Regarding the March 14 editorial “The Valley’s absurd charade”:
Why is it that all banks are not required to maintain the same minimum capital adequacy ratio?
Small and midsize banks pose the same risk of collapse as large ones. Their executives and boards have the same fiduciary responsibility to properly manage customers’ deposits. And in the event of a collapse, those small-bank customers bear the same risk of loss as large-bank depositors.
In addition, bankers and business leaders cannot have it both ways. They howl about “government overreach” and yet are the first ones to demand government and taxpayer bailouts for collapses caused by their own recklessness and hubris.
Maureen Clyne, Alexandria
Mr. Cuban, whose portfolio companies have $8 million to $10 million in Silicon Valley Bank, usually demands an ownership share of the start-up businesses he invests in. What would he do if he were the Federal Reserve and a bank failed, leaving billions of dollars of uninsured deposits at risk of being lost? I suspect that he would demand an ownership share of the failed bank before he put in a single dollar that he wasn’t legally obligated to provide.

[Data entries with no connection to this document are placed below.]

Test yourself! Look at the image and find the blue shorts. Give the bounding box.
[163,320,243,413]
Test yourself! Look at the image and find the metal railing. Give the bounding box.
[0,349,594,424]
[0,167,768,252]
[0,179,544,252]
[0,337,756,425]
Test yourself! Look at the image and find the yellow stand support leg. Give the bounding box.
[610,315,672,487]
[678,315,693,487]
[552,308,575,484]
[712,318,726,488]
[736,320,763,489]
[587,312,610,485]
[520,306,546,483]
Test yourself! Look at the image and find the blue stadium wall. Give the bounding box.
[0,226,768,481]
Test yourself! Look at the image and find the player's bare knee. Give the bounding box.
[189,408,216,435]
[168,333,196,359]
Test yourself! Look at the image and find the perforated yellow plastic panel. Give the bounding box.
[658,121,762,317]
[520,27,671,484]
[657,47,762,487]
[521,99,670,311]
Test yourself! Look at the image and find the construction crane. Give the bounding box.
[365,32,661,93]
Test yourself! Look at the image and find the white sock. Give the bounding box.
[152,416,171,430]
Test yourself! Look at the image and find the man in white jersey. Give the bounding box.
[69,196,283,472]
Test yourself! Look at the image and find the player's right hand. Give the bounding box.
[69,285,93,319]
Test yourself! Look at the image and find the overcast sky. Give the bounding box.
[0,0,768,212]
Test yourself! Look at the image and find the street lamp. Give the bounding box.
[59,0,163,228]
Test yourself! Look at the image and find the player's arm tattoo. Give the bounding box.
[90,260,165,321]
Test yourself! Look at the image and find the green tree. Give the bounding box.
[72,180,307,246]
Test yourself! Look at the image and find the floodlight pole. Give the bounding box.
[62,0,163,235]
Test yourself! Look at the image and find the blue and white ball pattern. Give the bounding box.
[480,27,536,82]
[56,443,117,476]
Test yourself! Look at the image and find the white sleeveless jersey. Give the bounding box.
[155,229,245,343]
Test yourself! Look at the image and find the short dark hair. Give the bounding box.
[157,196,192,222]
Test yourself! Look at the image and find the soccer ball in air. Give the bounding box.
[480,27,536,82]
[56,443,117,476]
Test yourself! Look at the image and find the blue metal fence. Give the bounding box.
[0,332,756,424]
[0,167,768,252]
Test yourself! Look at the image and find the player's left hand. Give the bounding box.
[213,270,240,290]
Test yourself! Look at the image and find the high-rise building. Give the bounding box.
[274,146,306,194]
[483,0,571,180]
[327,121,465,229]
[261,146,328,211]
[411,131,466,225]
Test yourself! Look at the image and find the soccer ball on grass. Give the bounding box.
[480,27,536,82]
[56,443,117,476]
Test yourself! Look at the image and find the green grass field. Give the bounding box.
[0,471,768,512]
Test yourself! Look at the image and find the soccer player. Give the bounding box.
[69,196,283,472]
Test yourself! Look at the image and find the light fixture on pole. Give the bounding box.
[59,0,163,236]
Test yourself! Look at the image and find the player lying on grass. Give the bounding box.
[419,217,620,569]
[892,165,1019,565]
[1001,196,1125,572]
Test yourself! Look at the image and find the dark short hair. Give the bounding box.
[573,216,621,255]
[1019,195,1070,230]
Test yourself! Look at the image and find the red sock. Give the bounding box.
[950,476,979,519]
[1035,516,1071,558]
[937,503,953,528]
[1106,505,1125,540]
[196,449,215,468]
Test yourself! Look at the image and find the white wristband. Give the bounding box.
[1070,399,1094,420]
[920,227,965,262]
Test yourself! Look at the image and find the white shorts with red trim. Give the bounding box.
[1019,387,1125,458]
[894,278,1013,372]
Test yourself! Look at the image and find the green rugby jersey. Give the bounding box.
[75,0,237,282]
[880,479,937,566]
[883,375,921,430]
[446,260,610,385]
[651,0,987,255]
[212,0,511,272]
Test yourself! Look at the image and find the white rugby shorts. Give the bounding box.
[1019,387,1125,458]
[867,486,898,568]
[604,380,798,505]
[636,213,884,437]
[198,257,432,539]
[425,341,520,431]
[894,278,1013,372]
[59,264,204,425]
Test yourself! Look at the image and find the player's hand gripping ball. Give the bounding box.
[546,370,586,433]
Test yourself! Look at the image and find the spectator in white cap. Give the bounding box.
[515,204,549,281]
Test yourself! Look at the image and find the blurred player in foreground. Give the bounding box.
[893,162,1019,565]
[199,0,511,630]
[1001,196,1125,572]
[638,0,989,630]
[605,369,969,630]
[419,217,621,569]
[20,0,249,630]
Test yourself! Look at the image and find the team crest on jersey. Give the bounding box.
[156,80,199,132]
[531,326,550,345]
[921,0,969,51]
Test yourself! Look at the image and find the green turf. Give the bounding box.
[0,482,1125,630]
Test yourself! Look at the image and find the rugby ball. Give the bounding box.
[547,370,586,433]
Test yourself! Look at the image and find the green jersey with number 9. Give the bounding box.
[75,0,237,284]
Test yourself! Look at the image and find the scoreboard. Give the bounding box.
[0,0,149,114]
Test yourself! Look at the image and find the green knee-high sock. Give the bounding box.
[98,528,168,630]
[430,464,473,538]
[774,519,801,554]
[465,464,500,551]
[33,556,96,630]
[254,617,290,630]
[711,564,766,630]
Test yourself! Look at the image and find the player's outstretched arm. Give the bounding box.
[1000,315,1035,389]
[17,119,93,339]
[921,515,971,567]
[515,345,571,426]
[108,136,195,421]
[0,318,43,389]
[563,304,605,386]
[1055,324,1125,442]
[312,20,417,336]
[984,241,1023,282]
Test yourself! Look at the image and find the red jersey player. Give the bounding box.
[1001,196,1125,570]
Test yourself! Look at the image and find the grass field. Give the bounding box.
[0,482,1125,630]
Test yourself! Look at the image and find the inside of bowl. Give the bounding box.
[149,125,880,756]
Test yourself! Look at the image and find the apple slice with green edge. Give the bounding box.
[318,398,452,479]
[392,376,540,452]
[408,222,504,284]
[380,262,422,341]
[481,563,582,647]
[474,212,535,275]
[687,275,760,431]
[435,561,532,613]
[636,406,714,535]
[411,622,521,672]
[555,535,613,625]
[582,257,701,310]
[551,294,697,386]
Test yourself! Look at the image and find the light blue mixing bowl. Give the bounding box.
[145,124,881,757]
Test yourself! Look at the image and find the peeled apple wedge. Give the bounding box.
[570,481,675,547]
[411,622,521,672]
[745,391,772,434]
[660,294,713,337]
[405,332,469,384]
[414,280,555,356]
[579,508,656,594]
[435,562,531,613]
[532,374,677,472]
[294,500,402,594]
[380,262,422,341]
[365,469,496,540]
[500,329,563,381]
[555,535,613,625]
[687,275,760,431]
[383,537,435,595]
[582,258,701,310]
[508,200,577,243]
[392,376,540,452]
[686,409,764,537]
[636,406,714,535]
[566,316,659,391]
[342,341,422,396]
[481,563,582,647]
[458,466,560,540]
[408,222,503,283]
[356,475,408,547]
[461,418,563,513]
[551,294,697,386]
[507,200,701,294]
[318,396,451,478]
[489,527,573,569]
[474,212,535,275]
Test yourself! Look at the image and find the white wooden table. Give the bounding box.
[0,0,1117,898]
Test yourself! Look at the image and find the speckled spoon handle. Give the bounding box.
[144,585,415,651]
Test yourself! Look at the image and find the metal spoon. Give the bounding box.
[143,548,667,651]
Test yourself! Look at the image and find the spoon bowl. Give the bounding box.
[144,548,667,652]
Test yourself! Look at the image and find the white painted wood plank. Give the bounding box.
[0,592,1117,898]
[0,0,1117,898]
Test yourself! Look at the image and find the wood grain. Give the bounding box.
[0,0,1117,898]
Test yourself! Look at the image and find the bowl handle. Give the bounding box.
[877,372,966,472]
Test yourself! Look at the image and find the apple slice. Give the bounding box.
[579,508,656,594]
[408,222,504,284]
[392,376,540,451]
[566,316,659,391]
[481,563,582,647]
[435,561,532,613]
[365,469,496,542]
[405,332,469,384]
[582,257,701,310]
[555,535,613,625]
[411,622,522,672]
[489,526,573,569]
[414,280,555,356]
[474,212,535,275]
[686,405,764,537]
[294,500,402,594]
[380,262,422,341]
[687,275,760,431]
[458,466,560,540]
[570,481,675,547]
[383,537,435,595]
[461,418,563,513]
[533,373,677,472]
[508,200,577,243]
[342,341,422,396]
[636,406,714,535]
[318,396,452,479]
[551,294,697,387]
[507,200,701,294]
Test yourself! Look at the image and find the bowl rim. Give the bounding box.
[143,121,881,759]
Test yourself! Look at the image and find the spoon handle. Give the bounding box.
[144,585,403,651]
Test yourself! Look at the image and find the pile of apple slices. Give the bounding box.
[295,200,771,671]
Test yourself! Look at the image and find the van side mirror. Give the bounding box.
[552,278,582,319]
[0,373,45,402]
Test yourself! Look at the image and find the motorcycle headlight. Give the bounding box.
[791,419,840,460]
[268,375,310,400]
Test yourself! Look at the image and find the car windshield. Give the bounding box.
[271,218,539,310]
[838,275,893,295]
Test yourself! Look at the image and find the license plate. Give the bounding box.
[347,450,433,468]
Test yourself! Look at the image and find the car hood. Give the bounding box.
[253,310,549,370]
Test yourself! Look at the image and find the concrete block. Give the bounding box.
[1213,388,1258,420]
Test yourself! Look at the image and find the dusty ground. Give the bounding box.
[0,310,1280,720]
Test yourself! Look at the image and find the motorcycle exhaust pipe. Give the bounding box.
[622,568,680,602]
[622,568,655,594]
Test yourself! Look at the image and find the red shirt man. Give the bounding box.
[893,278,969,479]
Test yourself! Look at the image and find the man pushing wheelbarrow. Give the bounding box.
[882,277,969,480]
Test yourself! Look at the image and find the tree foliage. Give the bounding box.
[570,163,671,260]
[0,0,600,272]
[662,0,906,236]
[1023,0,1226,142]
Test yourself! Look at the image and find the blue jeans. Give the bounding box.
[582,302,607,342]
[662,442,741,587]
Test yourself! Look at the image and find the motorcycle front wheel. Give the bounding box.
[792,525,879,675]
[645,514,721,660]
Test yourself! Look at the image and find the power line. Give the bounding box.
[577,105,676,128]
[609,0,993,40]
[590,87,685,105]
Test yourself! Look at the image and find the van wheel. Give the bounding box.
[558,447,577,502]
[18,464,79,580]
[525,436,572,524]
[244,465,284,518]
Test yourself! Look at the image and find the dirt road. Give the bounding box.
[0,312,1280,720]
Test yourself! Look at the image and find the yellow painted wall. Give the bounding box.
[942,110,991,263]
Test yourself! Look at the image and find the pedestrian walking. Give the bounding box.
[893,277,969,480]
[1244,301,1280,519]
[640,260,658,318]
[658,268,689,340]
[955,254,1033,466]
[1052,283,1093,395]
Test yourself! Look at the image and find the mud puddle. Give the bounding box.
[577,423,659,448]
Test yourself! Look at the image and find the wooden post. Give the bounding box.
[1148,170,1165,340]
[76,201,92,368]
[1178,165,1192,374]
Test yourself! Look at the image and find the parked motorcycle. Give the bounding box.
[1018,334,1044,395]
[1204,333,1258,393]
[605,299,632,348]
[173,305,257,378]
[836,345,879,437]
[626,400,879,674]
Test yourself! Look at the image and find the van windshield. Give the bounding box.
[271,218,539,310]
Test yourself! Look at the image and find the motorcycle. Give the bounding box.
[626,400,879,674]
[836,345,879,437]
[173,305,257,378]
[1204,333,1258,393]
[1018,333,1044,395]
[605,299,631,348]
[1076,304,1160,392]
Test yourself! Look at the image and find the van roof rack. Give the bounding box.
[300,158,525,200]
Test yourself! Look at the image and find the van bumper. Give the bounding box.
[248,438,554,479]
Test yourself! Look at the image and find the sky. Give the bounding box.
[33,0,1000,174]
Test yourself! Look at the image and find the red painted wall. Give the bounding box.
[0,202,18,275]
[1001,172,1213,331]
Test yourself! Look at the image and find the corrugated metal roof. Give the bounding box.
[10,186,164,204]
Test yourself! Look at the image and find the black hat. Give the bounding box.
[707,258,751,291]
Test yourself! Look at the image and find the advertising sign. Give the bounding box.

If a bank cannot survive without additional cash or guarantees from the Fed, then the Fed should bail it out, extend the guarantees and demand a 50 percent ownership share of that bank and half of its future profits. The people’s representatives in Congress can dedicate these assets to start a big fund that gives every American child an investment account that they can cash in when it’s time for them to start college. Socialism, you say? Bank bailouts with government dollars are already socialism for the rich. It’s time for some socialism for ordinary citizens.